The Idaho Board of Education recently announced that it would be freezing tuition for Idaho’s in-state undergraduate students next school year in a move to make the state’s tuition costs more affordable.
What makes this gesture especially gutsy or perhaps courageous is that Gov. Brad Little has already asked all of the state’s colleges and universities to cut their budgets.
The fact that Idaho’s higher education system is enacting its first tuition freeze in at least 43 years, meaning the state’s colleges and universities won’t be able to use tuition hikes to offset their budget challenges, is a bold move to say the least considering Little’s decree.
Idaho’s colleges and universities have grown accustomed to meeting their own budgetary needs via tuition hikes and this year’s tuition increase at Idaho State University generated an extra $2 million to $3 million for the school.
ISU now plans to not only cut over $2.4 million from its spending to meet the governor’s request, but to also freeze its tuition.
Idaho already has among the lowest tuition costs in the nation, but our low wages in many cases negate that positive.
The cost of tuition is a big reason why many prospective students in the state don’t go on to college, and Idaho’s gained a deserved reputation through the years for having a large percentage of young people who decide to forego obtaining a bachelor’s degree. They instead join the workforce right out of high school, which in most cases means obtaining one of Idaho’s many low-paying jobs.
Despite the state’s efforts to reverse this trend, only 45 percent of recent high school graduates in the state go on to college compared to the national go-on rate of 67 percent.
This problem puts Idaho at a big disadvantage economically in terms of wooing big companies that provide high-paying jobs.
Idaho’s workforce is known for being largely uneducated because of the large number of state residents without college degrees and this means companies with low-skilled and low wage jobs will often choose to locate here while companies that offer big salaries to the highly skilled workers they require end up going elsewhere.
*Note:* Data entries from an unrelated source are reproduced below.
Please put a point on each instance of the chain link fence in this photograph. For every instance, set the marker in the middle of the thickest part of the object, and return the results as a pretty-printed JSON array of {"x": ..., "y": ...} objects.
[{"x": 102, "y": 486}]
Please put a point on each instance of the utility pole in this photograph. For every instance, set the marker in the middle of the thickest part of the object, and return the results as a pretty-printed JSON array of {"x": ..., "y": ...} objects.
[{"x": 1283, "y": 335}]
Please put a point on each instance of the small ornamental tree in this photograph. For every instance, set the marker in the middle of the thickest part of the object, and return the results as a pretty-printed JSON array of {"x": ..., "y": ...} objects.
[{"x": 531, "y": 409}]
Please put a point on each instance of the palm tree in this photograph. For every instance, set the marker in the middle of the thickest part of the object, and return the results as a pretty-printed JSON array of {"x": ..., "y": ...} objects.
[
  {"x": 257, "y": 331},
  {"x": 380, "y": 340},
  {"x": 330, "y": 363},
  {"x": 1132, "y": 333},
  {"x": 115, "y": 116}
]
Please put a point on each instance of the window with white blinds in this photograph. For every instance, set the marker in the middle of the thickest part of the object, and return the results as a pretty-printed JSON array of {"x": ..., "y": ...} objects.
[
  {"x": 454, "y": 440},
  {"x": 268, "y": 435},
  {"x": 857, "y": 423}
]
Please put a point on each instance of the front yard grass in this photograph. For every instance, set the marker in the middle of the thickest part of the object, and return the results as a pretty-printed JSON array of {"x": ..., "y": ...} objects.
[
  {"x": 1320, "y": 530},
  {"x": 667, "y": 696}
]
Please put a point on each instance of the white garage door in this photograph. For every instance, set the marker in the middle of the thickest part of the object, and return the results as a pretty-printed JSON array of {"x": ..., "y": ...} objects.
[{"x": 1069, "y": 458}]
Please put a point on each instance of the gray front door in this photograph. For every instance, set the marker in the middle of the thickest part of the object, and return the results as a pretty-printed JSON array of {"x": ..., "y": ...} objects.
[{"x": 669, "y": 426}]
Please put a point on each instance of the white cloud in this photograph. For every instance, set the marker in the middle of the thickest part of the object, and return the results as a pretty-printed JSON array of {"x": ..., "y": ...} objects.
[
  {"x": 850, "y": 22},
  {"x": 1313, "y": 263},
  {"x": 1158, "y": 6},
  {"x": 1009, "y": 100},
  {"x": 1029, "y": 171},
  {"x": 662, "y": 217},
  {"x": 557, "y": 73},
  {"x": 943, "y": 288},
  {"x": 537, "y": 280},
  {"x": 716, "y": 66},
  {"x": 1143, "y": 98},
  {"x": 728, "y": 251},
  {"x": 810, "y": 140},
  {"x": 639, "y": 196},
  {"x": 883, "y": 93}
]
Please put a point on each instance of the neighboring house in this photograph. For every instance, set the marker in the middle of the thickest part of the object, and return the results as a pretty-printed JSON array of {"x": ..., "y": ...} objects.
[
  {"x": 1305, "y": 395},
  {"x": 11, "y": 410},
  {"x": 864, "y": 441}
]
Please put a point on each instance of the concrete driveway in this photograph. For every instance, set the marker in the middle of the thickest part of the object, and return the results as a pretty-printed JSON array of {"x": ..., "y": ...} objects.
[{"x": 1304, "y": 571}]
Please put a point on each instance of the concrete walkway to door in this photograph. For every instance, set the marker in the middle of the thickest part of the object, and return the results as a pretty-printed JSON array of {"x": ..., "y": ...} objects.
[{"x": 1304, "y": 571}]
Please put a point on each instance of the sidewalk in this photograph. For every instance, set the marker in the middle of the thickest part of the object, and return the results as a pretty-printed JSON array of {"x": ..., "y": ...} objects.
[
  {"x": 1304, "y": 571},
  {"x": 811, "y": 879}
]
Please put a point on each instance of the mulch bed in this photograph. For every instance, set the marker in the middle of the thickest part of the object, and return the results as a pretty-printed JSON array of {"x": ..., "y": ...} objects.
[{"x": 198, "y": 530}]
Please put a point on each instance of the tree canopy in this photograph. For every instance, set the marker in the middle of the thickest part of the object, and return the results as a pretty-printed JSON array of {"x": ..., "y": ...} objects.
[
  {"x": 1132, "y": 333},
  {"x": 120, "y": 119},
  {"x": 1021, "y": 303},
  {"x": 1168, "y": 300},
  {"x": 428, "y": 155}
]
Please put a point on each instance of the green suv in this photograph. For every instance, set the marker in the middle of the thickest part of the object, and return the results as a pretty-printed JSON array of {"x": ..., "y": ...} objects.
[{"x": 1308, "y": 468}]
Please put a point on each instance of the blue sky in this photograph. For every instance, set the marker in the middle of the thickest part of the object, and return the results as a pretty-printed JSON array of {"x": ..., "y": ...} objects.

The tuition freeze announced by the state board won’t fix this problem on its own but it will certainly help because anything that makes attending an Idaho college or university less expensive is a plus.
We strongly encourage the Idaho Legislature to support the tuition freeze and not pull the rug out from under the state’s higher education system by requiring more in the way of budgetary reductions.
There’s been a lot said in recent years about the impact that Idaho’s education system has on its economy.
Most of the state’s leaders now see the direct connection our state’s schools, especially colleges and universities, have to Idaho’s economic future.
The tuition freeze shows that Idaho’s higher education system gets it and we support as well as appreciate the gesture.